Some of you clearly agree with this, and yet still insist on dividing abiogenesis from 'evolution.' I can live with Robert Derrick's argument, which is a very good one: in essence, the propaganda value of evolution as a theory is greater in the absence of abiogenesis. I agree wholeheartedly. But know this: this position is intellectually dishonest.

I am surprised and disheartened to find that abiogenesis is in fact an acid test of how you view evolution. Either you can extrapolate into the past based solely on *the intellectual force of the theory alone* or else you must caterwaul for facts and assurances. Darwin had nothing like the molecular techniques available today, and yet he could of necessity imagine a 'warm little pond' (I am doubtlessly historically inaccurate in claiming this).

Yes, with facts you can batter the religious Creationists. But it is not the facts that give you explanatory power; they merely give you evidence. It is the theory that explains the facts. And I fear that any mound of facts will not erase the new vitalism that I find amongst those who study evolutionary biology. The position that abiogenesis deals with non-living things, and therefore is separate from evolution automatically imparts a mystical force to organisms that separates them from other evolving systems, such as the molecules of which they are composed. This seems a philosophical point, and so it is. But I think it has consequences in how you defend the theory and fact of evolution against religious Creationists. Perhaps I am mistaken, but I think that while you would insist on removing them from a biology class, you might be quite comfortable in allowing them to teach an origins class that gave 'equal time' to chemical evolution, panspermia, and divine intervention of a non-sectarian sort -- since we really don't *know* which of these it was, right?

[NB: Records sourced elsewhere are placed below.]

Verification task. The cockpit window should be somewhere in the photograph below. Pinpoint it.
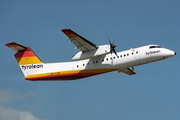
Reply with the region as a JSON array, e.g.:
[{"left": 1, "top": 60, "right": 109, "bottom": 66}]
[{"left": 149, "top": 46, "right": 162, "bottom": 49}]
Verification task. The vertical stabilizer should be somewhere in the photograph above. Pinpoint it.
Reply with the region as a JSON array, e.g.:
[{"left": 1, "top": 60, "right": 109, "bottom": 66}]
[{"left": 6, "top": 42, "right": 44, "bottom": 76}]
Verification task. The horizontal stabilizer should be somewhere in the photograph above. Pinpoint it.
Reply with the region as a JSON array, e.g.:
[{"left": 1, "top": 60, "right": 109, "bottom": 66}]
[{"left": 118, "top": 68, "right": 136, "bottom": 75}]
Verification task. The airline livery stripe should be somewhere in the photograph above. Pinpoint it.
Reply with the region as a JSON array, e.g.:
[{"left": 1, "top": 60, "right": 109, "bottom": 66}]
[
  {"left": 16, "top": 57, "right": 42, "bottom": 65},
  {"left": 14, "top": 48, "right": 36, "bottom": 58},
  {"left": 25, "top": 69, "right": 117, "bottom": 80}
]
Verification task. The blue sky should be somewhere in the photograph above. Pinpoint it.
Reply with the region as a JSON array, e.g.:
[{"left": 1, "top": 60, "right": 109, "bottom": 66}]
[{"left": 0, "top": 0, "right": 180, "bottom": 120}]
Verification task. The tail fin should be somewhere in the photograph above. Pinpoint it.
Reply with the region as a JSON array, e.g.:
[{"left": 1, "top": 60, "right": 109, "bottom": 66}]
[{"left": 5, "top": 42, "right": 43, "bottom": 76}]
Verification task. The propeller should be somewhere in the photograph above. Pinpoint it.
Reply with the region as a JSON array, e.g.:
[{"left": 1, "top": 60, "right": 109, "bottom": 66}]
[
  {"left": 132, "top": 67, "right": 134, "bottom": 72},
  {"left": 109, "top": 40, "right": 118, "bottom": 56}
]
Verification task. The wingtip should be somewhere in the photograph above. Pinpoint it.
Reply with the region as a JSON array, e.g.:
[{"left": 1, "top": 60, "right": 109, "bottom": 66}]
[{"left": 61, "top": 28, "right": 71, "bottom": 31}]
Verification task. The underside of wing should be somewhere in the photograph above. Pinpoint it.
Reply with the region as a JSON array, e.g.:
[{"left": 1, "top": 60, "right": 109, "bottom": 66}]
[{"left": 62, "top": 29, "right": 98, "bottom": 52}]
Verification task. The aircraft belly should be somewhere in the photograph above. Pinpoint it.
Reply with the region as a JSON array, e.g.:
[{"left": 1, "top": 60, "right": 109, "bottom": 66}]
[{"left": 25, "top": 69, "right": 117, "bottom": 81}]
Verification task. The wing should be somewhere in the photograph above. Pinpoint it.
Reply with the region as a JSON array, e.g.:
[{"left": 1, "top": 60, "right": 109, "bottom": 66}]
[
  {"left": 118, "top": 68, "right": 136, "bottom": 75},
  {"left": 62, "top": 29, "right": 98, "bottom": 52}
]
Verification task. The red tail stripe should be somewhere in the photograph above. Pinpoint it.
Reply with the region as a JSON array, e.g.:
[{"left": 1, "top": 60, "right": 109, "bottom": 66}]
[{"left": 14, "top": 47, "right": 36, "bottom": 58}]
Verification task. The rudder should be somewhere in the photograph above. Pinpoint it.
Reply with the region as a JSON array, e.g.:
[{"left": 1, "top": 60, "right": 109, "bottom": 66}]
[{"left": 5, "top": 42, "right": 43, "bottom": 76}]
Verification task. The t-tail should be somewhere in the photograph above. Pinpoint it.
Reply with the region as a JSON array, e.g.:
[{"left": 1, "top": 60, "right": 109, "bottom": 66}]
[{"left": 6, "top": 42, "right": 44, "bottom": 77}]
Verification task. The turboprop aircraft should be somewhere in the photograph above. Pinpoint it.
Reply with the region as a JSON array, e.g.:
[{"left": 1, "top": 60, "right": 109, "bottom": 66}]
[{"left": 5, "top": 29, "right": 176, "bottom": 81}]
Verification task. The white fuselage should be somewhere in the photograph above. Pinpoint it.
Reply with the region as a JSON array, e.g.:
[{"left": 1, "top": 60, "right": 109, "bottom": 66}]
[{"left": 25, "top": 45, "right": 176, "bottom": 80}]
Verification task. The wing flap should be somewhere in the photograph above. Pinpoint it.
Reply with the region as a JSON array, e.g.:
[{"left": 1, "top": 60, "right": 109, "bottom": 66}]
[{"left": 62, "top": 29, "right": 98, "bottom": 52}]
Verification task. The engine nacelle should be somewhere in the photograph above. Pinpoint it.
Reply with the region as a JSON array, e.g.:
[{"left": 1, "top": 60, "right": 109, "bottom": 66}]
[{"left": 72, "top": 45, "right": 110, "bottom": 60}]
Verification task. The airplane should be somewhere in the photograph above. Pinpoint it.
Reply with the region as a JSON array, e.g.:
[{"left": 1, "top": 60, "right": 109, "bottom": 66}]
[{"left": 5, "top": 29, "right": 176, "bottom": 81}]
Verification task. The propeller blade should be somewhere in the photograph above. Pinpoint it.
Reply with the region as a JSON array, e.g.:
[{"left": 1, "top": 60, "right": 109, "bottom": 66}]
[
  {"left": 108, "top": 39, "right": 118, "bottom": 56},
  {"left": 132, "top": 67, "right": 134, "bottom": 71},
  {"left": 113, "top": 48, "right": 118, "bottom": 56}
]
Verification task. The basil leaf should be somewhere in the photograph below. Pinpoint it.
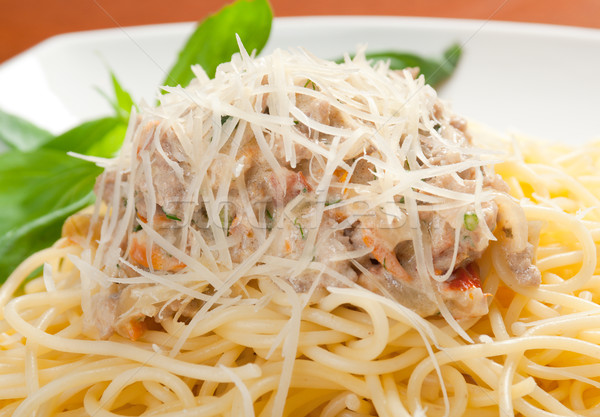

Certainly I am being alarmist; but the recent attempts to gain a toehold in social sciences classes can easily be expanded to natural science based on precisely this sort of philosophical distinction. I post for my own amusement, certainly, but I believe it matters a great deal whether or not abiogenesis is considered a logical and necessary consequence of the theory of evolution.

Non-woof

[Thank you, Eric, for your concern, but I have said this about as many ways as I can think to say it. I fear that some folks will just have to remain ... incorrect. Diatribes: off. Responses (on this thread) by E-mail only.]